Corn Varieties and Health Benefits
There are many different varieties of corn. Here are some of
the most common ones.
1) Sweet Corn
This is the yellow variety you’re most likely to find on the
cob or cut off the cob and frozen at the grocery store or local market. It’s
known for its sweet taste, which is due to its high sugar content. Sweet corn
is different from other varieties because it’s actually picked for human
consumption before it’s fully mature. This assures that the kernels stay soft.
When cooked, it produces ferulic acid. (Ferulic acid is an antioxidant that has
been studied by researchers at Cornell University for its
potential anticancer characteristics.) Interestingly, even though sweet
corn is the variety most consumed by humans, it only makes up 1% of
the corn grown in the United States. Sweet corn is actually said to have
come about from a natural mutation sometime
in the 18th century.
2) Blue Corn
This variety is full of anthocyanins, which accounts for its
bluish kernels. Anthocyanins are pigments that are high in antioxidants.
Anthocyanins in blue corn have specifically been studied for
their anticancer properties and demonstrated an antiproliferative effect on
certain cancer cell lines. Blue corn is also slightly higher in plant-based
protein than yellow. Although you may not commonly encounter blue corn
in its whole form, food companies use it to make blue corn tortillas, tortilla
chips, and blue cornmeal.
3) Indian Corn
Often seen in the autumn, Indian corn is a beautiful variety
with multicolored kernels. They can take shape in a range of colors, such as
red, blue, and white. The unique coloring comes from cross-pollination of single-color corn
species. It’s also called flint corn and is one of the oldest varieties,
originating with the Native Americans who taught early European immigrant
explorers how to grow it. Indian corn has hard kernel shells that shrink when
cooked, but this makes it less susceptible to spoiling than other varieties.
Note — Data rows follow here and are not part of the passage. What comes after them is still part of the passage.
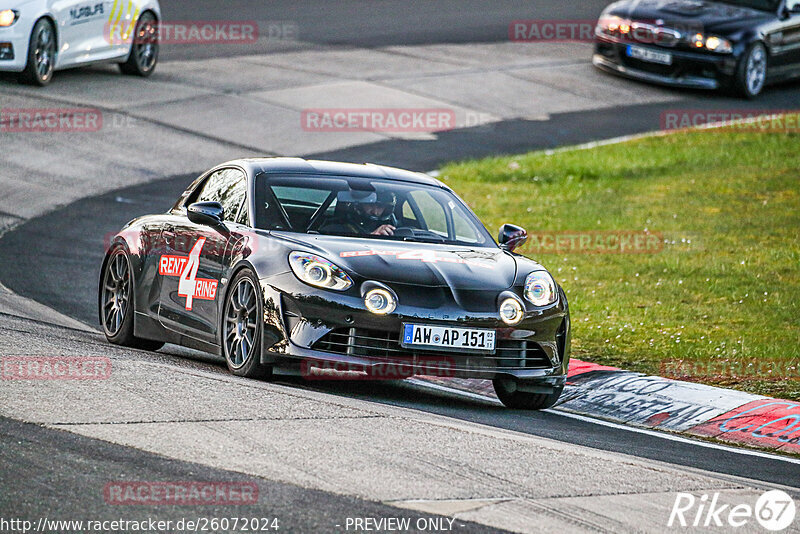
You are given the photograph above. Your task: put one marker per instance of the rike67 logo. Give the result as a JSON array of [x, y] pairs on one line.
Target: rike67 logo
[[185, 267]]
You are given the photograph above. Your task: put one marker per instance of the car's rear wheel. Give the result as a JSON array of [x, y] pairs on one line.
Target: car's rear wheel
[[242, 326], [751, 73], [144, 49], [117, 303], [41, 54], [511, 397]]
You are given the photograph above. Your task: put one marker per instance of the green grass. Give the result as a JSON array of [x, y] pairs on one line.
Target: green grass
[[725, 288]]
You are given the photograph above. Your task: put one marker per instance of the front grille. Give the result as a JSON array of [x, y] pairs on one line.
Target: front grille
[[382, 345]]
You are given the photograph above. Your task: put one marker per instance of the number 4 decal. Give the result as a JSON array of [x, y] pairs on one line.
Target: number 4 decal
[[188, 280], [189, 285]]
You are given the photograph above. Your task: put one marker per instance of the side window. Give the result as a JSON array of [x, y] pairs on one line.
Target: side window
[[229, 188], [243, 219]]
When not used as table decor, this variety works best in dishes like polenta
and hominy because it doesn’t taste sweet. Higher in starch than other
varieties, it contains varying degrees of the carotenoids lutein and
zeaxanthin, though these appear to be reduced when
4) Field Corn
Most of the corn grown in the United States is field corn.
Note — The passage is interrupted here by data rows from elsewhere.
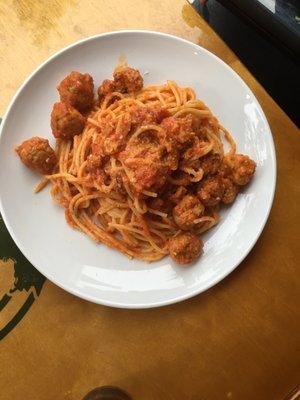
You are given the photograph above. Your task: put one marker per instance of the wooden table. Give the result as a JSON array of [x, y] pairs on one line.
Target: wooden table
[[240, 339]]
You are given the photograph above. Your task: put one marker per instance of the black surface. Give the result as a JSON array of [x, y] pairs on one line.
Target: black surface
[[280, 27], [275, 69]]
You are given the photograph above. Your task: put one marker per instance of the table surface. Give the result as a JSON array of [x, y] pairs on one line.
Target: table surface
[[240, 339]]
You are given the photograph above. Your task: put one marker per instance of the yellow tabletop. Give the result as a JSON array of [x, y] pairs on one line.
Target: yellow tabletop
[[240, 339]]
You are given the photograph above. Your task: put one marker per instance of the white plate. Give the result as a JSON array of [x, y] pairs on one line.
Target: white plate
[[95, 272]]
And most of it is genetically engineered. Its primary use is to feed livestock,
or to produce ethanol for cars. Some is also used to
make corn starch, corn oil, corn cereal, and corn syrup for human consumption.
Field corn is sometimes referred to as “cow corn,” because so much of it
is fed to livestock. It’s also called dent corn because
of a distinct dent that forms when the kernels dry.
5) Baby Corn
You might find baby corn at a salad bar or pickled in tiny
jars at the grocery store. Many people assume that baby corn comes from a
smaller species of corn. Surprise! It’s just sweet or field corn picked very prematurely.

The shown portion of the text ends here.